A Lost Childhood: Child Labourers In India

Posted on October 11, 2011 in Society

By Vaibhav Kathuria:

Childhood is one of the most fun filled, and unique period of one’s life. It is in our childhood that we all develop certain habits, and thoughts which help us throughout our lifetime. Childhood is like a growing plant, which requires the right atmosphere and water and soil for its healthy growth.  A nice and caring childhood with the right opportunities, and right guidance and also the right nutrition  can create much more responsible, aware and healthy citizens for the country. A right childhood is the pillar for a purposeful and right life. But sadly in our country, with its rising population, children are treated as a liability especially in the economically weaker sections  of the society. Children are made to do work as labourers and are treated  unfairly.  According to UNICEF , child  labour is  :  “any work that is likely to be hazardous or to interfere with the child’s education, or to be harmful to the child’s health or physical, spiritual, moral or social development”.

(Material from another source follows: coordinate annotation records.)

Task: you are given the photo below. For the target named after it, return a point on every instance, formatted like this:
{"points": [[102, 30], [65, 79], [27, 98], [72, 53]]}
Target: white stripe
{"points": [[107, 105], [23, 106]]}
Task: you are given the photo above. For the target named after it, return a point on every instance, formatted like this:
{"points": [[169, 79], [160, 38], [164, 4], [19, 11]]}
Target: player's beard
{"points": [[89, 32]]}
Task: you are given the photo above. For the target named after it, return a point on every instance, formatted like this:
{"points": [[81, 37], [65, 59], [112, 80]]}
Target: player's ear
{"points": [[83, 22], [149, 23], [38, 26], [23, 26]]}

With an officially estimated 12.6 million children engaged in hazardous occupations (2001 Census), India has the largest number of child labourers under the age of 14 in the world.  There is so much disparity in the country that on one side of the coin, children throw tantrums to get food at Mcdonalds while on the other side the child of the same age has to struggle to get two square meals. Children are employed in many industries and trades, including  footwear, brick kilns, stainless steel, hotels, and textile shops. Many work in e xport-oriented hazardous industries like carpet weaving, gem polishing, glass blowing, match works, brassware, electro-plating, lead mining, stone quarrying, lock making and beedi rolling (indigenous cigarette in which tobacco is rolled in a tendu leaf). Children are also employed in firework factories where in addition to getting robbed off their childhood, they are also robbed of their eyesight. Thousands of children work as bonded labor in India’s silk industry and the government is not able to do anything to protect their rights. Human resource organizations are calling to India to stop this, and there has even been a boycott in western countries against silk cloth from India due to child labour issues. Nearly 85 per cent of child labourers  in India are hard-to-reach, invisible and excluded, as they work largely in the unorganised sector, both rural and urban, within the family or in household-based units, which are generally out of the purview of labour laws.

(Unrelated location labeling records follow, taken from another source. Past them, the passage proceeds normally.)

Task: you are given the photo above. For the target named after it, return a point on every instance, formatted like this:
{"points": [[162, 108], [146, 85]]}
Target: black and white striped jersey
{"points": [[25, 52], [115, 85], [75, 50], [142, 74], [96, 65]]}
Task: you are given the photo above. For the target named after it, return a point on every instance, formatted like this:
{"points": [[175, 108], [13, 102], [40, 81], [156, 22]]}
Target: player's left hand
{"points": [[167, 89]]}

Though we all know about the laws prevalent against child labour, we remain silent. We see children working at the roadside food stand, in car workshops, in households, in  shops ,yet we all are silent observers to their childhood being ruined.  There is a shop near our place, where a small child named Ramu works incessantly to earn his living. When I asked Ramu why he does not go to school he said that he has to support his family and his father would not allow him to go to school. In some village areas of the country, people are into certain professions such as bangle making from generations. Hence there is a vicious cycle prevalent, where a child has to follow the footsteps of his father in his profession, from an early age.   The government can be instrumental in bringing light to the lives of children in the country. It has taken steps in the eradication of child labour in the form of National Child Labour Projects (NCLP). The programme, addressing children rescued from hazardous labour and centrally managed by the Ministry of Labour (MoL) includes the establishment of special schools to provide children with the skills they need to be mainstreamed into the formal system, vocational training, supplementary nutrition, health services etc.  In January 2005, the National Child labour Projects scheme had been expanded to 250 districts in 21 different Indian states, covering 42 per cent of all districts of the country (2001 Census).

The World Day Against Child Labour (WDACL ), is observed  on 12 June every year, this day should act as a motivating factor for us to understand the severity of the problem of child labour. The Government has allocated Rs 602 crores for eliminating child labour, but it is up to us to tackle this problem around us from the ground level.  Child labour is a problem which cannot be neglected, it has to be addressed.